LISTSERV 16.5 - CODE4LIB Archives

I've finally figured out how to get raw OCR text out of the HathiTrust API, but it is really slow. Any hints out there?

To use the HathiTrust Data API a person needs to first get a couple of access tokens. Applications then need to use the tokens to authenticate. Once this is done, a simple URL can be sent and cool stuff will be returned. For example, the following URL will return the first page of OCR:

https://babel.hathitrust.org/cgi/htd/volume/pageocr/uva.x000274833/1?v=2

By continually incrementing the URL, other pages can be gotten:

https://babel.hathitrust.org/cgi/htd/volume/pageocr/uva.x000274833/2?v=2
https://babel.hathitrust.org/cgi/htd/volume/pageocr/uva.x000274833/3?v=2
https://babel.hathitrust.org/cgi/htd/volume/pageocr/uva.x000274833/4?v=2

By incrementing the URL until an error is returned, one can get the whole of the document.

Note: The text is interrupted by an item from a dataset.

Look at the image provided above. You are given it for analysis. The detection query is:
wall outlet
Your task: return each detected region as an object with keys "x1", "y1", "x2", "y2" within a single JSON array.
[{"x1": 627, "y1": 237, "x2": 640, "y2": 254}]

I don't think there is a way to get the whole of the document in one go.

Similarly, a person can get page images:

https://babel.hathitrust.org/cgi/htd/volume/pageimage/uva.x000274833/1?v=2
https://babel.hathitrust.org/cgi/htd/volume/pageimage/uva.x000274833/2?v=2
https://babel.hathitrust.org/cgi/htd/volume/pageimage/uva.x000274833/3?v=2
https://babel.hathitrust.org/cgi/htd/volume/pageimage/uva.x000274833/4?v=2

Again, by incrementing the URL until an error is returned, all the images can be downloaded, and a PDF file could be created.

By combining the traditional reading of a book (PDF) with the text mining of the OCR, very interesting things can take place. Thorough understanding could be obtained.

Unfortunately, continually requesting individual pages seems laborious, not to mention, s l o w . It takes ten's of minutes to do the good work.

Attached is the code I use to do the work. Can you suggest ways things could be sped up? Am I missing something when it comes to the API? Maybe if I do the work in a HathiTrust Research Center "capsule" things would be faster?

--
Eric Morgan